Best practice at the time was also very clear that observation was expected, and the patient can’t speak because of the dissolving tablet. Having someone stand face to face with a nurse for as much as 15 minutes seemed ridiculous for a million reasons. So I thought, what would be a therapeutic way for people to spend that waiting time? We need to give people a place to be for twenty minutes, it would be nice to also give them something to do. Maybe this is the right time to introduce acupuncture to CODA?
I had no idea, but it turned out you were in the initial accreditation phase for POCA Tech at that point. Again, I was just looking to you as an expert in acupuncture because I didn’t know anything about requirements, licensing, delivery, or anything really.

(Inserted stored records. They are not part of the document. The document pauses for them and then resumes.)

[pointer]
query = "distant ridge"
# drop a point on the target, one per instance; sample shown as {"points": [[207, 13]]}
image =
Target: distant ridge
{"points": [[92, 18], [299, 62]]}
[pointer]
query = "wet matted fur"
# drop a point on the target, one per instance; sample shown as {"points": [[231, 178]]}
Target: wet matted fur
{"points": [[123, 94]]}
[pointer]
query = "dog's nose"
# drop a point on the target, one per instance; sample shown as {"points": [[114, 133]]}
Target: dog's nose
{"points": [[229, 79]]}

I think it took about 5 minutes for us to shift from a simple exchange of information to planning a student clinic.
Me: Yes, fun fact, in order to have an accredited acupuncture school, you need a student clinic -- and shortly before you emailed me, our student clinic had literally gone up in flames, it was gutted by a fire, and that really threw a wrench into our accreditation process. We were trying to figure out what to do with our first class of student interns. So when you floated this possibility and asked (hypothetically) how soon we could start, I was like, how about now? Now would be great.
I was like, I know you just asked to have coffee but hey, would you like to get married? Not to sound desperate or anything but I am in fact desperate.

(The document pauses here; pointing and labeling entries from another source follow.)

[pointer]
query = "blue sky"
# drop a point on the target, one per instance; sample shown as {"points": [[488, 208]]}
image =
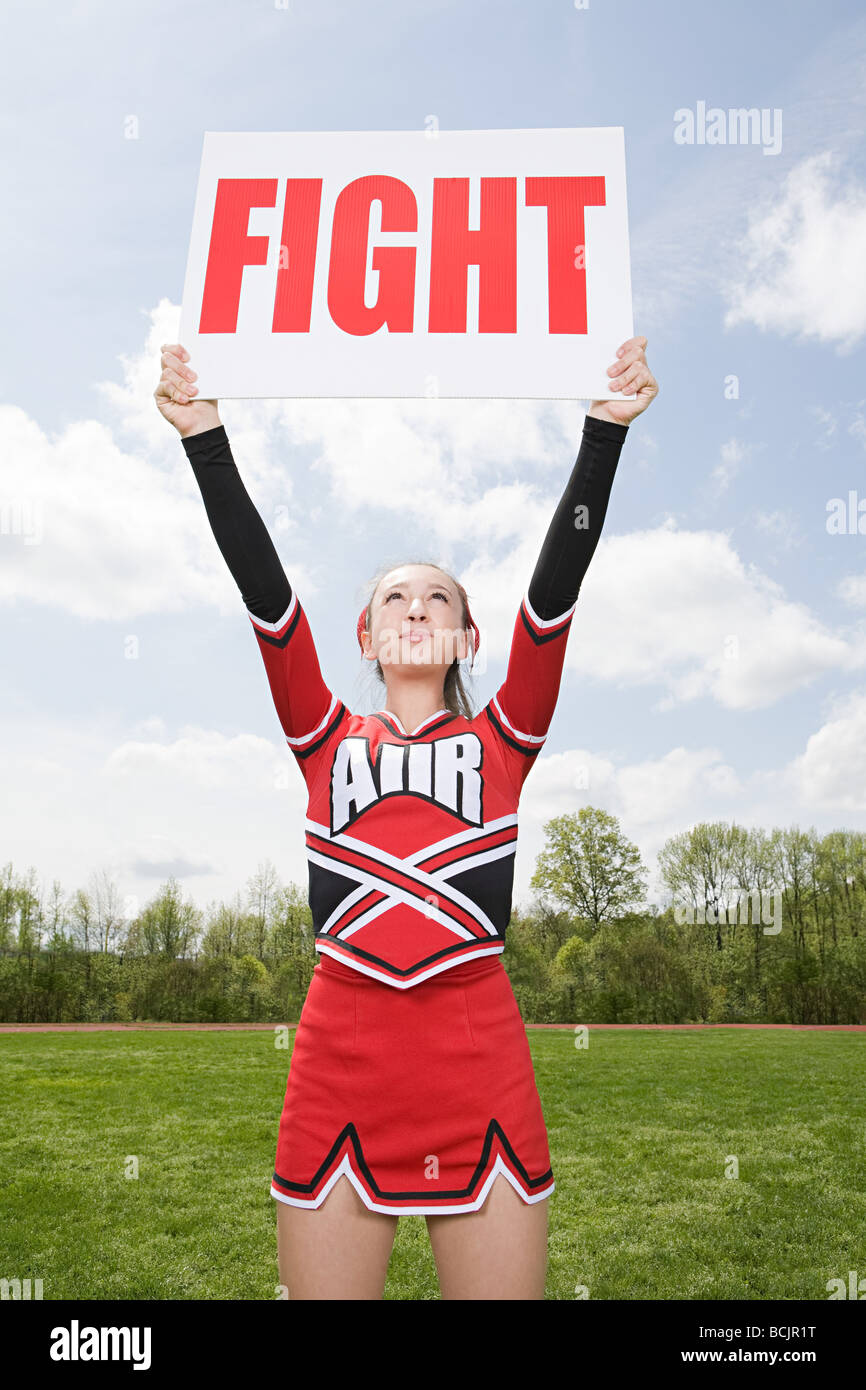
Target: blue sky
{"points": [[717, 659]]}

Alison: This is one of things that I love about our partnership–the one between you and I. We seem to have this kismet, where our timing just lines up over and over again (spoiler alert).

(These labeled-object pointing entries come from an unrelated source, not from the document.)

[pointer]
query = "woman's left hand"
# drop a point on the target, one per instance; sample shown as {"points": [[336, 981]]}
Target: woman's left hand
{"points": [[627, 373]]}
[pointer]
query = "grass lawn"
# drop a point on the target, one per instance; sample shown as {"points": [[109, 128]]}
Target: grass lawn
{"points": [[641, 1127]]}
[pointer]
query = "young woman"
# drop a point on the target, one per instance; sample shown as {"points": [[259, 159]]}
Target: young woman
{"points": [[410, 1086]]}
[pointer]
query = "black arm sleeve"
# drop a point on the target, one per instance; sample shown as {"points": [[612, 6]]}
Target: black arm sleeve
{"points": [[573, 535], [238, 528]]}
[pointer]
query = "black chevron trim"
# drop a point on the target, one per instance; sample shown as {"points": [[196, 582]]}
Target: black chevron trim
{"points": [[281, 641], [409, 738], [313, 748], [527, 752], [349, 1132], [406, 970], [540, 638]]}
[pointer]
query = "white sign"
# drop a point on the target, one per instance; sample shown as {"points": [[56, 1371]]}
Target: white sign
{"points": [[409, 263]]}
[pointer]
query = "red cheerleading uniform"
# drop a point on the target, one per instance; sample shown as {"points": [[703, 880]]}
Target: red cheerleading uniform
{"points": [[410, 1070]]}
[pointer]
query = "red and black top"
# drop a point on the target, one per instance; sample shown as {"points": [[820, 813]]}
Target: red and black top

Me: I’m very grateful for that. Tell me about what you see as the value of acupuncture for CODA.
Alison: LIke I mentioned earlier, the starting place was just practical — I knew acupuncture was a reimbursable service, but we weren’t qualified to offer it. More importantly, it fit into how CODA operates. We mean it when we say we say we only do what works. We let science guide what we do, which is why we have been a leader in addiction medicine for decades. That also meant I could be confident acupuncture would fit into our array of services.
On a different level, though, it just feels good to offer acupuncture to people -- to add another option that’s supportive and respectful. Our patients often come to us having cycled through treatment before and failed, sometimes repeatedly. But acupuncture is maybe something that nobody has offered them before. It’s one more way to say to someone, we want more and better for you. Try this if you’d like to.
The first thing that let us know that acupuncture was having an impact was when a patient showed up at CODA on a day that she wasn’t required to be there — because she wanted to get acupuncture. It’s really hard to get people to do that. So that was huge.
Me: One of the elements of our partnership that I really like is, because of WCA’s size, we can offer to treat patients for free at our clinics after they’ve completed treatment at CODA. Of course most people don’t take us up on it, but every now and then somebody does and maybe they even come in every day for awhile. It’s great to be able to give people that option to continue with acupuncture, and there’s nothing more validating for us as acupuncturists than seeing somebody engage like that.
I feel like WCA and CODA are really on the same page about offering acupuncture as a resource for people to use on their own terms.